Tuesday, December 12, 2017

WAF Helps Keep Your Azure App Available. Mostly.

OWASP 3.0 Rules in Azure Portal
OWASP 3.0 Rules in Azure Portal
Azure Application Gateway has an optional feature called Web Application Firewall (WAF), which affords protection against numerous types of attacks against your Azure web app. The functionality and features of App Gateway and WAF are well documented online, but recently a colleague discovered a less obvious aspect that's worth sharing.

If the WAF feature is enabled in your App Gateway, a set of filtering rules is applied. WAF rules are visible and configurable in the Azure Portal, as seen in the adjacent image. You select either OWASP 2.x or 3.x rule sets. The list of rules is large and detailed, as show in the adjacent image for OWASP 3.0.

The Problem


I always advocate working with technology to discover undocumented aspects, product limits, and the like. This is how you build domain expertise. Jorge Cotillo was doing just that, using WAF Prevention mode with OWASP 3.0, and he stumbled on an interesting issue with a customer.

In Prevention mode, WAF will return HTTP 403 to callers if a rule violation is detected. The customer has a legacy app that uses calls webresource.axd to access resources, and legitimate access attempts ran afoul of those rules. A very important business function was blocked.

The problem was traced by first noticing the broken application functionality, then by looking into the WAF logs to correlate blocked requests to access attempts by the app.

The Solution

Note: Exercise caution before disabling any WAF protection rules, as this can render your web app prone to certain attacks.
OWASP 3.0 Rule 92440
OWASP 3.0 Rule 92440
Access to the .AXD was restored by disabling rule 920440, "URL file extension is restricted by policy".

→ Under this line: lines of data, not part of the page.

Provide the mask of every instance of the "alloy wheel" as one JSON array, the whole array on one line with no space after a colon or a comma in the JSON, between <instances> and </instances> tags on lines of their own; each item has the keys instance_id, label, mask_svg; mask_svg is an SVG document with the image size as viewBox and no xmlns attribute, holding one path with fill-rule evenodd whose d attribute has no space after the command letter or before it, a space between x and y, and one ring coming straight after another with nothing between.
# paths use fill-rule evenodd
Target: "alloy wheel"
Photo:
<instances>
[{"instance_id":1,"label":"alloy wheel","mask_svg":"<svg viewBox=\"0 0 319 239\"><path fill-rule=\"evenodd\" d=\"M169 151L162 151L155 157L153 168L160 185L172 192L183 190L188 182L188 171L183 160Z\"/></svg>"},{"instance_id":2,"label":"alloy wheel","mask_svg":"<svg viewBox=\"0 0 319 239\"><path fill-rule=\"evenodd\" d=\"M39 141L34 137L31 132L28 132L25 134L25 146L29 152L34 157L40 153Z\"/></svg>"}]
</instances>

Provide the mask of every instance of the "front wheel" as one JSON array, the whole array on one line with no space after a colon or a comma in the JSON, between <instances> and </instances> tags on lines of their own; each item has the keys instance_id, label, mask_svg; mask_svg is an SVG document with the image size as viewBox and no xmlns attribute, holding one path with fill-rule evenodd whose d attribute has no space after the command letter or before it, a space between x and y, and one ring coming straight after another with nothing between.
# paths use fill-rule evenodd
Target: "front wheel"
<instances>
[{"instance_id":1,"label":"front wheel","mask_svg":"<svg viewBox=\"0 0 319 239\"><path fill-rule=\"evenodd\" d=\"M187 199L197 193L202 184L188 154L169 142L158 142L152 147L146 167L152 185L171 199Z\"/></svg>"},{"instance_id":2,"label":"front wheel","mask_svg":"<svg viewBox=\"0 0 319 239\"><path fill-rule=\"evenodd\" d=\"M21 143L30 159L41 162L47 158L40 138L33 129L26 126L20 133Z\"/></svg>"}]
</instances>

With .AXD access restored, Jorge then discovered that a WCF service was also blocked. After research, the following rules were disabled and the WCF service became accessible. The service was not using transport security.

  • 920300 - Request Missing an Accept Header
  • 920320 - Missing User Agent Header
  • 920420 - Request content type is not allowed by policy


Conclusion


Security Effectiveness vs. "Tightness"
Security Effectiveness vs. "Tightness"
Security is essential on the internet, and should be part of any internet-facing web app / API from the get-go. But remember that a primary function of security is to keep the business function running and usable by customers. Balance is required to insure that goal is met.

This situation is one I've seen before, where implementing a security technology or policy to safeguard computer-based business function actually prevented its use. Security is not a linear function, it is - as are so many aspects of technology - a bell curve (or approximation of such). Crank up the "security" too far (say, to 11) and business protection actually goes down. The irony is that the business function is very secure, because it's inaccessible.